Le Vodu que je vous présente ici est celui des Adza-tado d'où il a fait sa dernière migration pour atteindre le Nouveau Monde par le biais de l'esclavage. Comprendre le Vodu consiste d'abord à saisir l'incarnation matérielle de l'invisible, puis les liens entre la nature, l'homme et l'Etre suprême et enfin la symbolisation de la vie.



L’Incarnation de l’invisible



Je voudrais dire la matérialisation du monde des invisibles. I1 n'existe pas une théorie mais des théories sur la cosmogonie africaine. Nous avons la thèse de B. Maupoil, celle de A. de Surgy et celle de R.Brand, par exemple. Quelles que soient leurs différences, tous les auteurs se mettent d'accord sur l'existence de deux mondes parallèles : l'un visible et l'autre invisible.

Je ne veux pas présenter ici une nouvelle théorie sur la cosmogonie africaine mais seulement décrire ce que la pratique révèle de l'action du monde des invisibles sur le monde du visible.

La pratique montre que le Vodu gravite sur trois paliers dans une espèce d'incarnation d'un monde supraterrestre dans le monde physiquement terrestre. Ces trois paliers se soutiennent, s'interpénètrent et s'expliquent les uns par les autres. Ces trois paliers hiérarchiques se nomment : Mawu, Fétomé et Agbégbomé.



Que signifie Mawu (lire Maou) ?



Selon l'étymologie populaire, Mawu (en évé), est la contraction de " Améa éwu ", c'est-à-dire " cet être surpasse ". Maahù (en fon) vient de " Mèdé ma hù ", " personne ne peut le surpasser ". En évé ou en fon, nous arrivons à la même traduction : Etre suprême.

R. Brand n'accepte pas que Mawu ou Maahù soit un Etre suprême en Vodu, bien que la traduction littérale l'affirme. Hugo Zöller, journaliste allemand, le rapportait déjà à la fin du 19 siècle. B. Maupoil et A. de Surgy accordent à Mawu la traduction d'Etre suprême. Outre ces témoignages, la pratique aussi confirme que Mawu est un Etre suprême. En effet, quand le Vodouisant veut mettre l'Etre suprême en mouvement, il décline le nom Mawu de la façon suivante : " Mawu Ségbo Lisa, Ata kokodabi bé dzè na vônô ", ce qui signifie : "Etre suprême, vieille âme aux multiples couleurs (manifestations ou matérialisations), père tout puissant et vivant éternellement". Voilà comment le Vodouisant invoque Mawu dans ses prières.

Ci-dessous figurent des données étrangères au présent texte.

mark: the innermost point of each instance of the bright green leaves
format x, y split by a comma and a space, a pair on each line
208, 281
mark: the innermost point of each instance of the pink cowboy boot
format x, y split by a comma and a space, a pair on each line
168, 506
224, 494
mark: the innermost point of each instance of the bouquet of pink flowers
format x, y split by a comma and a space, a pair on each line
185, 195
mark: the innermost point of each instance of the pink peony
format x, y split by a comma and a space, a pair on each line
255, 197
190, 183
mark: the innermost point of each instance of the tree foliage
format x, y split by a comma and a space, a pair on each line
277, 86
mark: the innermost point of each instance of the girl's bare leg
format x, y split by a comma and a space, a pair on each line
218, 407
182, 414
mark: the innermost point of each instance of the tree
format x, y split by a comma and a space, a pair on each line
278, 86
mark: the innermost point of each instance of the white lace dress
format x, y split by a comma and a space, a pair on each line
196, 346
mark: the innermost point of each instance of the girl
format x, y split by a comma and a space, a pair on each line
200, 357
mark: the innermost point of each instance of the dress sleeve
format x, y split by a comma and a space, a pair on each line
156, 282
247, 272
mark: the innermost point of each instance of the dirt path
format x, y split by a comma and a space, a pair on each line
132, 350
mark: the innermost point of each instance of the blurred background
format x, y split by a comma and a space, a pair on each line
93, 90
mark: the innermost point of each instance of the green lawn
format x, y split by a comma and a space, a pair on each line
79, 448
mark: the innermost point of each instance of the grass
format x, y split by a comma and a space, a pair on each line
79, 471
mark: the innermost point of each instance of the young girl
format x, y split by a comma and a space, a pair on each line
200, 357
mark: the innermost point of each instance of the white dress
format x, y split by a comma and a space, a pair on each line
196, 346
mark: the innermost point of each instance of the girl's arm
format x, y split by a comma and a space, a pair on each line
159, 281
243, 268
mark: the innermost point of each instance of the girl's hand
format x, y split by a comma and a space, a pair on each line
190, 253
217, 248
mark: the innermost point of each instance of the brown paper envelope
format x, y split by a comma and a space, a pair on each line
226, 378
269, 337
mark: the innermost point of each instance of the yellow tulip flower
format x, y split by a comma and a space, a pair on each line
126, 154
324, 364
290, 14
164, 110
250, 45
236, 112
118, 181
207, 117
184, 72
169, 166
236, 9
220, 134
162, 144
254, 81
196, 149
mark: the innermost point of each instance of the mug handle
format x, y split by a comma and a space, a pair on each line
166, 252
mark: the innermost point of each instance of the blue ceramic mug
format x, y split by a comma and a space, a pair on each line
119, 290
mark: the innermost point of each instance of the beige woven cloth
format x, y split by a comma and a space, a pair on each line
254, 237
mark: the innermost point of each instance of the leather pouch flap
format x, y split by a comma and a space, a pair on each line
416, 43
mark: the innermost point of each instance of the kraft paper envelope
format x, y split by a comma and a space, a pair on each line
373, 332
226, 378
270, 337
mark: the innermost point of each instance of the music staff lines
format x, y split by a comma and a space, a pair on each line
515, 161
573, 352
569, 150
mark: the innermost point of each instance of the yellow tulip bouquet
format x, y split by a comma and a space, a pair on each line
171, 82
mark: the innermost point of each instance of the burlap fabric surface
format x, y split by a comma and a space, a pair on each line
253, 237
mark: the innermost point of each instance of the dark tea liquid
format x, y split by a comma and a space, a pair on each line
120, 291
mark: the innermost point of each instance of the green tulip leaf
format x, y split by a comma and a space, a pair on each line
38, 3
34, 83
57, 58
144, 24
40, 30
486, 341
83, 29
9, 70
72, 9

Les Adza-tado n'ont aucune représentation iconographique de Mawu. Ils demeurent plutôt convaincus de sa présence derrière chaque manifestation terrestre. Mais avant d'arriver sur terre, chaque manifestation se conçoit à Fètomé.



Qu'est-ce que Fètomé ?

Fètomé est le deuxième palier du monde du Vodu. C'est aussi un monde invisible. On y voit des formes se manifester. Tout semble faire croire que Fètomé est à la fois un monde supraterrestre et aussi la pensée de Mawu.

En effet, toutes les allégories de Afà commencent toujours par : " A Fètomé tel être a fait ci ou a fait ça... ". A Fètomé, " Amétô Lisa "(un autre nom de Mawu) communique directement avec chacun de ses enfants qui sont ses différentes manifestations.

"Amétô Lisa" est le nom de l'Etre suprême " qu'affectionnent les allégories de Afà. Ce mot composé signifie : Père aux multiples manifestations ou couleurs.

Autant les allégories donnent des images bien précises des enfants, autant aucune ne donne de forme au père. Chaque enfant de Amétô Lisa est un enfant unique dans son espèce mais androgyne. Cette situation pousse à penser que Fètomé représente la pensée ou la mémoire de Mawu où celui-ci donne les formes au monde en devenir.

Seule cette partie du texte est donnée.